Every sentence of this latest thing has been hard-won, but I think that might kind of be the point. I'm writing about a guy for whom every sentence is hard-won, so maybe this is method-writing?

At any rate, please enjoy this brief snippet from this week's work:

When she collected her things and started for the door a few minutes later, he followed at a distance, doing his best not to scare her. But as she stepped into the darkened alley out back, he worried over her and was overtaken by the chivalrous desire to offer her his arm.

“But,” I protest, “you had to know nothing was going to happen to her, not yet.”

Taylor glares at me. “There are worse things than death,” she says. “Especially lurking in back alleys, especially for the pretty and the innocent.”

Michael says nothing, letting Taylor’s objection stand in for his, and then he continues. “I resisted the urge,” he says. “I held back. But a moment later, I wished I hadn’t. As I held back beneath the awning, she crossed the narrow expanse of the alley and disappeared into the shadows on the other side.”

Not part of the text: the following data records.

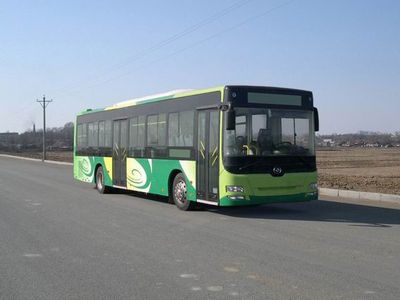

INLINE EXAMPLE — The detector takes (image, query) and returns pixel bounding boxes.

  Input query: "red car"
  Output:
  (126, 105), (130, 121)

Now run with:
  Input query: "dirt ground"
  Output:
(317, 148), (400, 195)
(3, 148), (400, 195)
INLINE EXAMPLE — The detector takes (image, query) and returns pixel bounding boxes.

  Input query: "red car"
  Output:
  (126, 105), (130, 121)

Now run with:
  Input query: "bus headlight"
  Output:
(226, 185), (244, 193)
(308, 182), (318, 191)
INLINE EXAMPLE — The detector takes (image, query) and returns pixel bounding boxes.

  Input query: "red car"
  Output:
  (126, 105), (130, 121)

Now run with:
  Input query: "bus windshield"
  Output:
(224, 107), (315, 158)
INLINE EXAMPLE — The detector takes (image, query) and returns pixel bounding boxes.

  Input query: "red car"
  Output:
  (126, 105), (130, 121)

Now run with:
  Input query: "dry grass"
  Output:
(3, 148), (400, 195)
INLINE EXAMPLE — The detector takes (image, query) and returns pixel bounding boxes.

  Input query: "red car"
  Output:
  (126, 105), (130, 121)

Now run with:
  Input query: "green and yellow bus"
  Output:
(74, 85), (318, 210)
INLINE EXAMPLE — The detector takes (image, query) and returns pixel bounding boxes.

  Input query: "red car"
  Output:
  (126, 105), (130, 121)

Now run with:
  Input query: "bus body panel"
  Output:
(74, 87), (318, 206)
(127, 158), (196, 201)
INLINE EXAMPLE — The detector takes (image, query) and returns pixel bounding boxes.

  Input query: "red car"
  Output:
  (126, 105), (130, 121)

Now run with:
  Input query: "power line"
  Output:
(36, 95), (53, 161)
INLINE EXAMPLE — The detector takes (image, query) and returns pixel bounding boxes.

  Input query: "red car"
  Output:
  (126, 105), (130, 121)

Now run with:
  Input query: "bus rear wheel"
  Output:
(96, 166), (109, 194)
(172, 173), (196, 210)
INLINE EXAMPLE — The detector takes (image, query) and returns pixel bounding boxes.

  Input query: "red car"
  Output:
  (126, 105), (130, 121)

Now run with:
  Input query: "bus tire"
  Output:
(96, 166), (109, 194)
(172, 173), (196, 211)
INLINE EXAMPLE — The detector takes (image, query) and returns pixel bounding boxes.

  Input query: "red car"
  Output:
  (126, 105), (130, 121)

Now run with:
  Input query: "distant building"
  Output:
(322, 139), (335, 147)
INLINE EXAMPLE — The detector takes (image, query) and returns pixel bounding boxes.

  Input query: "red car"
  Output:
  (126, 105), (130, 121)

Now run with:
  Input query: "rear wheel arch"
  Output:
(168, 169), (183, 204)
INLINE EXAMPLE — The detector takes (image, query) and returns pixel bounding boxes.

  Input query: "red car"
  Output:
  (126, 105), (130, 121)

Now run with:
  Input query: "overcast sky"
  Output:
(0, 0), (400, 133)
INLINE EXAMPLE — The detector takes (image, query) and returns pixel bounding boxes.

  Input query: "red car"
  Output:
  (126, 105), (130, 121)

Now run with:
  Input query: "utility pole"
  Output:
(36, 95), (53, 161)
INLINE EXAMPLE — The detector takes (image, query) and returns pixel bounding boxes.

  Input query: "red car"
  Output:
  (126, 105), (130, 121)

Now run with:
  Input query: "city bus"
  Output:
(74, 85), (319, 210)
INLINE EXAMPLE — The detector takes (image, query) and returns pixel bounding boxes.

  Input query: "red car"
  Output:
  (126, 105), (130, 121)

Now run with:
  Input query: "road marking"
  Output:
(0, 154), (73, 166)
(180, 274), (198, 279)
(364, 291), (375, 295)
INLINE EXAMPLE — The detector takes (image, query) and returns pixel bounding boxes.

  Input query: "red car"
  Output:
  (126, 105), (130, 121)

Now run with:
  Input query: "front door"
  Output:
(196, 110), (219, 203)
(113, 120), (128, 187)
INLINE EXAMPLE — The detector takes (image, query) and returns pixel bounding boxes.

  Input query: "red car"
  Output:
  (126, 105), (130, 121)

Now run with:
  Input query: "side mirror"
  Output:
(225, 108), (236, 130)
(314, 107), (319, 132)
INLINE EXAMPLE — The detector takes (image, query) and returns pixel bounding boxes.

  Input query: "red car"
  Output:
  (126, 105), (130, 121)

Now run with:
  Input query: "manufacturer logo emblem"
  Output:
(272, 167), (283, 176)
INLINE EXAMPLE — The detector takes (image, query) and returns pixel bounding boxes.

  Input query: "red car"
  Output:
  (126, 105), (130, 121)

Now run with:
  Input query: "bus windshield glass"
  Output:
(224, 107), (315, 158)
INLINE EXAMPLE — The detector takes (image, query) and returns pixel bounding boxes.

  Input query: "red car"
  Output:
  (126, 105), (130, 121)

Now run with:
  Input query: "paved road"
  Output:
(0, 157), (400, 299)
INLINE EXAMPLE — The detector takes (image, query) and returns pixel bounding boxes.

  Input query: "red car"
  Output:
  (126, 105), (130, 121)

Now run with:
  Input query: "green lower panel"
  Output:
(219, 192), (318, 206)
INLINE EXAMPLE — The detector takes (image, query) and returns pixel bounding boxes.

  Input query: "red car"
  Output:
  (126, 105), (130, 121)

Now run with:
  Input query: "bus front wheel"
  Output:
(96, 166), (108, 194)
(172, 173), (195, 210)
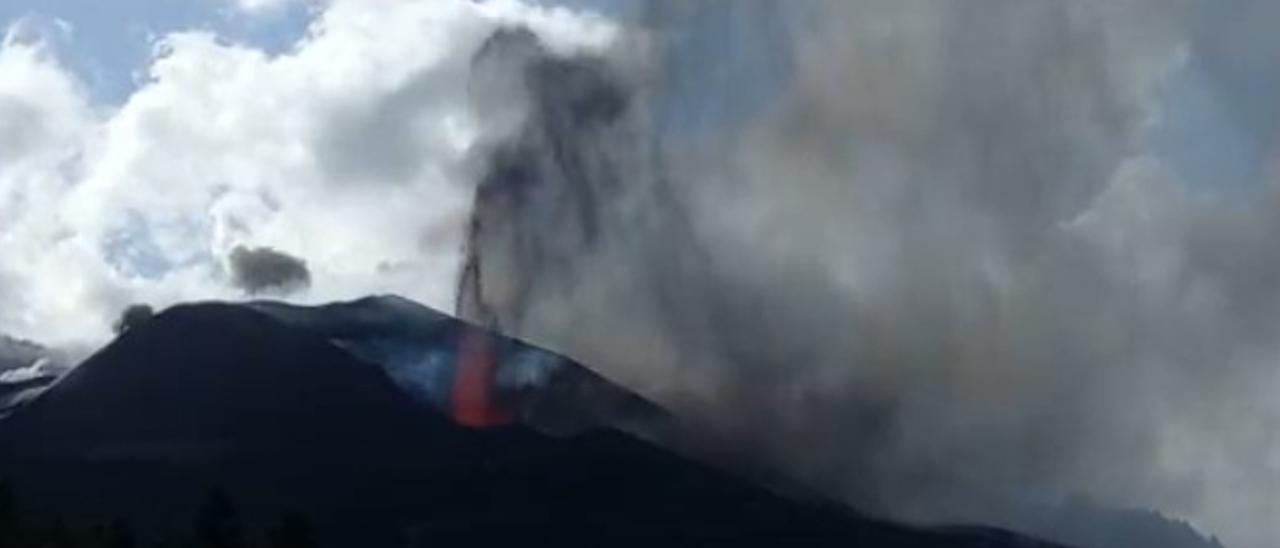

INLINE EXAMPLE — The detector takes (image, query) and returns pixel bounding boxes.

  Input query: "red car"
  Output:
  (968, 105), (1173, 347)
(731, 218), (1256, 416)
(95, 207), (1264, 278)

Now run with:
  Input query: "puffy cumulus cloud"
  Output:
(234, 0), (302, 13)
(0, 0), (613, 343)
(462, 0), (1280, 548)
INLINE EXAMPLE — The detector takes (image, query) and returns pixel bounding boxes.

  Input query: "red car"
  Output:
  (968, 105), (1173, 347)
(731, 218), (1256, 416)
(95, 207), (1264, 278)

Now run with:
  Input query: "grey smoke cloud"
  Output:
(227, 246), (311, 294)
(460, 0), (1280, 547)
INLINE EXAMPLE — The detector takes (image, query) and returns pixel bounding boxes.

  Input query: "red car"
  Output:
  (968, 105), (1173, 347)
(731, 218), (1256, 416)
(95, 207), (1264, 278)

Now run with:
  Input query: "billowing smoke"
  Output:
(227, 246), (311, 294)
(458, 0), (1280, 547)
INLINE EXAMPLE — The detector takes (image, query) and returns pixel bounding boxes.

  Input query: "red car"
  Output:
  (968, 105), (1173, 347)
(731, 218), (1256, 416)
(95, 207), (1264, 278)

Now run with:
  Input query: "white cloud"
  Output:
(0, 0), (611, 343)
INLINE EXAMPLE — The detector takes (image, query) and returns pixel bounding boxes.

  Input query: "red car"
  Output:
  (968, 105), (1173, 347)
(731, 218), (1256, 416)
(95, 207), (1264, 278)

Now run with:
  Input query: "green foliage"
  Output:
(0, 479), (320, 548)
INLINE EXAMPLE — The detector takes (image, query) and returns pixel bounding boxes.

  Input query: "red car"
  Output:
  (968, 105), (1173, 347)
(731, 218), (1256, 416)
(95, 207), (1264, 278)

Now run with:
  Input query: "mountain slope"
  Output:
(0, 303), (1064, 548)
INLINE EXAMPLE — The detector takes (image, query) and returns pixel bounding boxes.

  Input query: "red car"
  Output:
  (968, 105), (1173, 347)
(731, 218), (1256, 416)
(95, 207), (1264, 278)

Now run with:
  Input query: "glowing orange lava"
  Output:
(453, 329), (512, 428)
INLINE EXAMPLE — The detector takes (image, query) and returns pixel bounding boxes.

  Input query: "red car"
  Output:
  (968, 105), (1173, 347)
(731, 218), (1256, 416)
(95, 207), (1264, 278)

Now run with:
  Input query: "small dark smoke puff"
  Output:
(113, 303), (156, 335)
(228, 246), (311, 294)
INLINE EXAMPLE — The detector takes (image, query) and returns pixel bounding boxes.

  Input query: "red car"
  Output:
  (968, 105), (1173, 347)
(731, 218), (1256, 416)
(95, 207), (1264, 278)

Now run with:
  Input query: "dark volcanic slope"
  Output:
(0, 305), (1070, 547)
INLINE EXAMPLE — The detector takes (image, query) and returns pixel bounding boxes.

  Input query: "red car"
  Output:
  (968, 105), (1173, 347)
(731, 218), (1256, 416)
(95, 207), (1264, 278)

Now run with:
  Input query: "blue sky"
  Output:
(0, 0), (1280, 548)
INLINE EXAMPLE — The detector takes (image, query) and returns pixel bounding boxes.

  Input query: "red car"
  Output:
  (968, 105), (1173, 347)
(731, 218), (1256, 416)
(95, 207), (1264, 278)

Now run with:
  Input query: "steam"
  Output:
(0, 0), (1280, 548)
(460, 0), (1280, 547)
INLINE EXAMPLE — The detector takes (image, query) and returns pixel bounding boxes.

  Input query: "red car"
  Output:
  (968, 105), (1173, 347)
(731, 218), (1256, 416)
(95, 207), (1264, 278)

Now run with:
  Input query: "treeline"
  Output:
(0, 480), (317, 548)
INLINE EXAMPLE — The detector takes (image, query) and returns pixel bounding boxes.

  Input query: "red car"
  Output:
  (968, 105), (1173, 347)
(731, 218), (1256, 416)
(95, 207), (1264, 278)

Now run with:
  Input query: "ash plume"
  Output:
(458, 0), (1280, 547)
(228, 246), (311, 294)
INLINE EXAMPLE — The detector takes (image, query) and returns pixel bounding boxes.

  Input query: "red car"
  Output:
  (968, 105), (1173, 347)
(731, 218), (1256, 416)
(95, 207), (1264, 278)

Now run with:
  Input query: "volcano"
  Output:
(0, 301), (1070, 548)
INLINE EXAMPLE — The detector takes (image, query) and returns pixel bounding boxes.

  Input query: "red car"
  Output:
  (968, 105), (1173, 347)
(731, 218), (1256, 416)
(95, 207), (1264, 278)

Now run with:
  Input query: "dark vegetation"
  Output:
(0, 305), (1070, 548)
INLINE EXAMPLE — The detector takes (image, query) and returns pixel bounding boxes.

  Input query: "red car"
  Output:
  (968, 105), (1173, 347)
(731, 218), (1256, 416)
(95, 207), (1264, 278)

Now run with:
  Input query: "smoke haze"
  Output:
(460, 0), (1280, 547)
(0, 0), (1280, 548)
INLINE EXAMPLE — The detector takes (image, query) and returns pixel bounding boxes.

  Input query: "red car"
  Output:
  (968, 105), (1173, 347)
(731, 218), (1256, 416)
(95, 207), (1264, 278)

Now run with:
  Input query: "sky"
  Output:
(0, 0), (1280, 548)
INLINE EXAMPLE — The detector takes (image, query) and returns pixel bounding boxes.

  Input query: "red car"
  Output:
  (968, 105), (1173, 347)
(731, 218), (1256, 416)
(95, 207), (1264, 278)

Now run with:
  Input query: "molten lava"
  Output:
(453, 329), (512, 428)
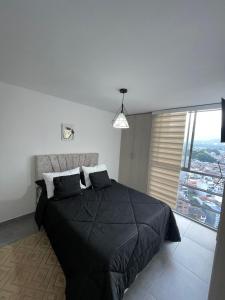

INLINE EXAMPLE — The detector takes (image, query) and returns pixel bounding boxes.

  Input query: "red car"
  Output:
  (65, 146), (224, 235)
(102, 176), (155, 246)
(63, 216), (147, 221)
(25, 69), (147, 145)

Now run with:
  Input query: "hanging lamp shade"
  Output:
(113, 89), (129, 129)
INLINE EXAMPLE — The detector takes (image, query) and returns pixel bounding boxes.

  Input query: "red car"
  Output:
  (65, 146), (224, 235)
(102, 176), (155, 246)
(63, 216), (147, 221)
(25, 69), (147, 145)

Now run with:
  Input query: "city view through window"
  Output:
(176, 110), (225, 229)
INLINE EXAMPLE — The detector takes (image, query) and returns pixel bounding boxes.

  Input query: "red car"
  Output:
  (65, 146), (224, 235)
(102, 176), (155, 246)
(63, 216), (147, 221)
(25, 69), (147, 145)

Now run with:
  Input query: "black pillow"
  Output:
(89, 171), (112, 191)
(53, 174), (81, 200)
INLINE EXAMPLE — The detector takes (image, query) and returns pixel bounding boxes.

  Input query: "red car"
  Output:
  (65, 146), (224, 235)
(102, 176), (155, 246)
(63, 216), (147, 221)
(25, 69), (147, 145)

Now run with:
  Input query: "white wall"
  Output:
(0, 83), (121, 222)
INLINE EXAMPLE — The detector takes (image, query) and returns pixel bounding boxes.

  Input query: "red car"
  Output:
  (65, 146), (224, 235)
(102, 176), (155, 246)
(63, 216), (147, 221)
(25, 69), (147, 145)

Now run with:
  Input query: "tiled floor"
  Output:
(0, 214), (216, 300)
(124, 214), (216, 300)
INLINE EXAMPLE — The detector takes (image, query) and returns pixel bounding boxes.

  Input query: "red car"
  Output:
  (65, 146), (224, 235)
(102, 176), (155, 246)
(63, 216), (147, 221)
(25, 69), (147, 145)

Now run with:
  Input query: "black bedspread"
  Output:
(36, 182), (180, 300)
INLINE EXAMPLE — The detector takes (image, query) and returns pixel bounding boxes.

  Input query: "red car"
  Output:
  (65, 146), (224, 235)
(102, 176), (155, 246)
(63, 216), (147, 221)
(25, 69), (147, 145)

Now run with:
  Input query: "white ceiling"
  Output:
(0, 0), (225, 113)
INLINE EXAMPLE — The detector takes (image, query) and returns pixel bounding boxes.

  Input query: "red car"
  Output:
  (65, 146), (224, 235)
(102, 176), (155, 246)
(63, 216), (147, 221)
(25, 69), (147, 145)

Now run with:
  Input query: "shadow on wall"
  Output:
(0, 156), (36, 223)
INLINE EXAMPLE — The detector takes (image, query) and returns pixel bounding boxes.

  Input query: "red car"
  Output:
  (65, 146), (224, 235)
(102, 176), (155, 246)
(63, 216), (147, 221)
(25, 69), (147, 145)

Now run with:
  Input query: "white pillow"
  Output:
(42, 167), (82, 198)
(82, 164), (107, 188)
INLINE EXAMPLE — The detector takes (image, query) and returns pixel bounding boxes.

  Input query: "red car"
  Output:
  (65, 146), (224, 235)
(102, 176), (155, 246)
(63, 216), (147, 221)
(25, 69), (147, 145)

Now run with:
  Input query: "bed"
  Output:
(35, 153), (180, 300)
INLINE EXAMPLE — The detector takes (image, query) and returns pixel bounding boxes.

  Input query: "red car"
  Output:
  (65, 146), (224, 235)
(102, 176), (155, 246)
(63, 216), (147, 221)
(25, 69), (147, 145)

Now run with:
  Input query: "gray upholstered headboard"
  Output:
(35, 153), (98, 180)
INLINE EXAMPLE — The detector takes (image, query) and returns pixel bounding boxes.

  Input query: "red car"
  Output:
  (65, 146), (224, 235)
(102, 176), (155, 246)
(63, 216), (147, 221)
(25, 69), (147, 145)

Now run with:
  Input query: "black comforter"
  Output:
(36, 182), (180, 300)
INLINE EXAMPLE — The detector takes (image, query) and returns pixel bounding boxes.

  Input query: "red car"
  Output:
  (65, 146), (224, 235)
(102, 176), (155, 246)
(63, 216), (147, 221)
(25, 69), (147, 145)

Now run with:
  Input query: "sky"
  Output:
(195, 110), (221, 140)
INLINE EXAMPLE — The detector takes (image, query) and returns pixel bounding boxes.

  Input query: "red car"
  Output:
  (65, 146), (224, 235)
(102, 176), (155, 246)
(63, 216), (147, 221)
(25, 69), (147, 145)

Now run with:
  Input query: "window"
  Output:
(176, 110), (225, 229)
(148, 109), (225, 229)
(148, 112), (186, 208)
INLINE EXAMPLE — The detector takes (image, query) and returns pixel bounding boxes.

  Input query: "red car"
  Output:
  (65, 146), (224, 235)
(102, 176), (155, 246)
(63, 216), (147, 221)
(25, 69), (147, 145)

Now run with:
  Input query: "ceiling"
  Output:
(0, 0), (225, 113)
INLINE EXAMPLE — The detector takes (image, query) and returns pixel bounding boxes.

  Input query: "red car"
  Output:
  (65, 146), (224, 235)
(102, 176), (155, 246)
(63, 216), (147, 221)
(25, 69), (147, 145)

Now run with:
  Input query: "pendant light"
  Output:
(113, 88), (129, 129)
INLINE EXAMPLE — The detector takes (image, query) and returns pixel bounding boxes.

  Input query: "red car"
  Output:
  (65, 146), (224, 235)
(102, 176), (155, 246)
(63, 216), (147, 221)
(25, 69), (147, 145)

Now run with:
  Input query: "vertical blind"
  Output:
(148, 112), (186, 208)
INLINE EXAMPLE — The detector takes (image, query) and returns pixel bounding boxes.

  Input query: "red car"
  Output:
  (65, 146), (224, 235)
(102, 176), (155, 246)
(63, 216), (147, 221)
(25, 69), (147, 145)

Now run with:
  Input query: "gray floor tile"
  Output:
(149, 260), (208, 300)
(123, 285), (156, 300)
(172, 237), (214, 283)
(174, 213), (191, 236)
(184, 222), (217, 251)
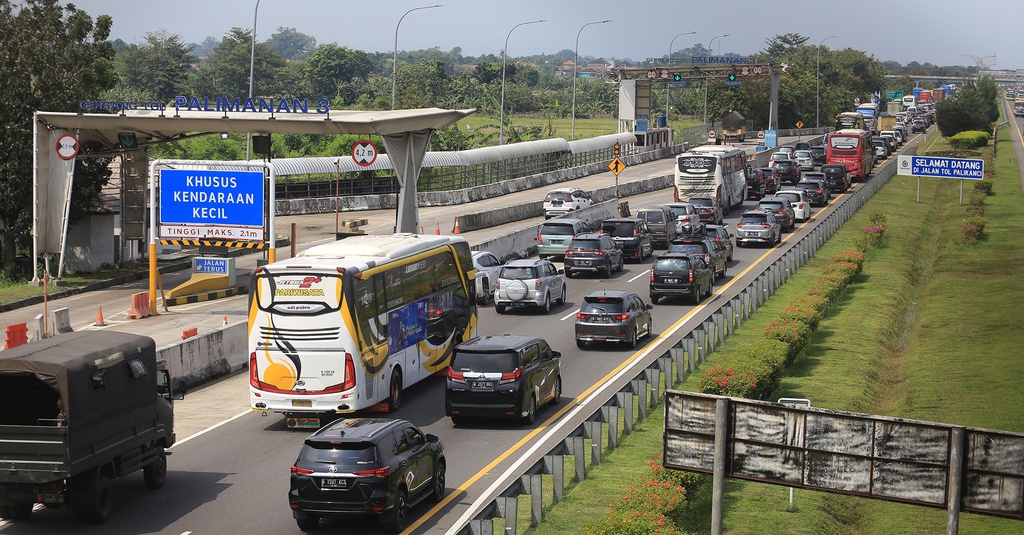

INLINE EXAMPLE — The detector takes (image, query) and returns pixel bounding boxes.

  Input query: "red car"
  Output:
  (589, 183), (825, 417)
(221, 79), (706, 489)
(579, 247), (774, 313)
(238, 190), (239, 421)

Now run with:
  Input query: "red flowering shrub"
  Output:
(583, 455), (711, 535)
(698, 363), (758, 399)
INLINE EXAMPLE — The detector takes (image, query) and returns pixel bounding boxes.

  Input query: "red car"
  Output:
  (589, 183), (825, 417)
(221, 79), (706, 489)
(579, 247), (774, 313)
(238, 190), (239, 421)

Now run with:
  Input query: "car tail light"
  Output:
(498, 368), (522, 384)
(352, 466), (391, 478)
(447, 366), (466, 384)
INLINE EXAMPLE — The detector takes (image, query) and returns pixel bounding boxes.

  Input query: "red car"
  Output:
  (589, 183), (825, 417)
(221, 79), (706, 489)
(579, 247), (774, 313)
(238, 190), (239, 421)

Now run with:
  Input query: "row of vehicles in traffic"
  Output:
(264, 136), (872, 532)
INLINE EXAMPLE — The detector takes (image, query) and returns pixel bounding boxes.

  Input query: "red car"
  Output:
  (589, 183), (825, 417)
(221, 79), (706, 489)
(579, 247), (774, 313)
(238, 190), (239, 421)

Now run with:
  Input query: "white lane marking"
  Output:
(168, 409), (253, 450)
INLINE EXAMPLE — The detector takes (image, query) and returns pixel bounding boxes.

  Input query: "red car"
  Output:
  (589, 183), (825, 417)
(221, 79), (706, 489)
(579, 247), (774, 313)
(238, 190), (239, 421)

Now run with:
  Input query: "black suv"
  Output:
(575, 290), (653, 348)
(650, 252), (715, 304)
(636, 206), (676, 247)
(288, 418), (445, 533)
(444, 334), (562, 424)
(563, 233), (624, 278)
(821, 164), (851, 193)
(811, 145), (826, 165)
(797, 173), (831, 206)
(668, 235), (729, 277)
(601, 217), (654, 262)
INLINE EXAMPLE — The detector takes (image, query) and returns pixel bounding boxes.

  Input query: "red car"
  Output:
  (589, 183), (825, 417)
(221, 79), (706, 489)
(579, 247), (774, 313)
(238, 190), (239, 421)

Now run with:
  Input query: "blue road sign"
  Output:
(160, 169), (265, 223)
(193, 258), (228, 275)
(896, 156), (985, 180)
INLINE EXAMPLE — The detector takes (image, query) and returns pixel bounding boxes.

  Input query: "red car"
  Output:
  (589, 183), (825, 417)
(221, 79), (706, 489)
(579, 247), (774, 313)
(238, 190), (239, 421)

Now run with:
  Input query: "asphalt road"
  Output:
(0, 130), (914, 535)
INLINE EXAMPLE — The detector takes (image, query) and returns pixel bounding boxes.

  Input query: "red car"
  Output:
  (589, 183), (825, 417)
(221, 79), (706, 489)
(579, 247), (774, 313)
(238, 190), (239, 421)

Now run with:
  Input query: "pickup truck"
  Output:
(0, 331), (183, 524)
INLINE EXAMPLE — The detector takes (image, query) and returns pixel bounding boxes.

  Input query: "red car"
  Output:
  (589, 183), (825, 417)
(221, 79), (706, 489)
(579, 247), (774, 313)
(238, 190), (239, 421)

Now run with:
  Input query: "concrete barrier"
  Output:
(157, 322), (249, 387)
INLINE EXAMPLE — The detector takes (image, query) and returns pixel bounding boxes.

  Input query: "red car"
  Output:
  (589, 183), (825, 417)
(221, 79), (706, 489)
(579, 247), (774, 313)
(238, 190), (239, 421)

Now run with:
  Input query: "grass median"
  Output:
(528, 128), (1024, 535)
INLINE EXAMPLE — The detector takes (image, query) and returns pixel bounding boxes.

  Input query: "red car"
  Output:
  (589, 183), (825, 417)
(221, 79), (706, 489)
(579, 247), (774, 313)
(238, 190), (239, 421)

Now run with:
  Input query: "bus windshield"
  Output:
(828, 134), (860, 150)
(676, 156), (718, 176)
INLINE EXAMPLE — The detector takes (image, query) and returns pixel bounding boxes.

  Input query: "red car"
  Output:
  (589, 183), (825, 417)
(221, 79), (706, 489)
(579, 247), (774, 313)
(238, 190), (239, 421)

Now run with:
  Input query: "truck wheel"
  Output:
(0, 503), (33, 522)
(142, 446), (167, 490)
(71, 471), (114, 524)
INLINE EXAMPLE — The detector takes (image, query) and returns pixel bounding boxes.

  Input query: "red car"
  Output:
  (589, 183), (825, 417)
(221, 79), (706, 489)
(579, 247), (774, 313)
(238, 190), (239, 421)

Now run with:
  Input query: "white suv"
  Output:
(495, 259), (565, 314)
(544, 188), (594, 219)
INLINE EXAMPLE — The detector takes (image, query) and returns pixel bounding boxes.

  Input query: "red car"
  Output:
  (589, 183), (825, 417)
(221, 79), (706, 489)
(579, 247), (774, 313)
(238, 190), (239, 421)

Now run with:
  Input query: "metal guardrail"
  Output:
(449, 151), (896, 535)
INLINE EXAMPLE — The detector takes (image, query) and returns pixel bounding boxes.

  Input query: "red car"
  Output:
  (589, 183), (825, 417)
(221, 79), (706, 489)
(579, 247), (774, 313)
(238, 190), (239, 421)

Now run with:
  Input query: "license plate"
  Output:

He rushed to reach her, he tells us, to rescue her from whatever foul force had taken her from him, but that’s when the truly miraculous thing happened. As he stepped into the shadows himself, it was like the heavy curtains of a proscenium stage parted before him; he was swallowed up then by a whirl of lights strobing from both above and below.

It was like being inside a kaleidoscope, he tells us, only the abstract shapes soon resolved into cubist tableaus, which then quickly sharpened into surrealist nonsense — Michael’s words, not mine — before settling into a series of pop art posters representing critical periods from the whole of Jenna’s life. As he reached his fingers towards one, the kaleidoscope would slow and the one poster would spread out into a half-dozen smaller ones, each representing an even more specific moment. And as he drew his face close to each one of those, it was as if the moment were a filmstrip in a projector that was just sputtering to life. When he drew back, trying to take more of this strange sight in, the memories went still once more.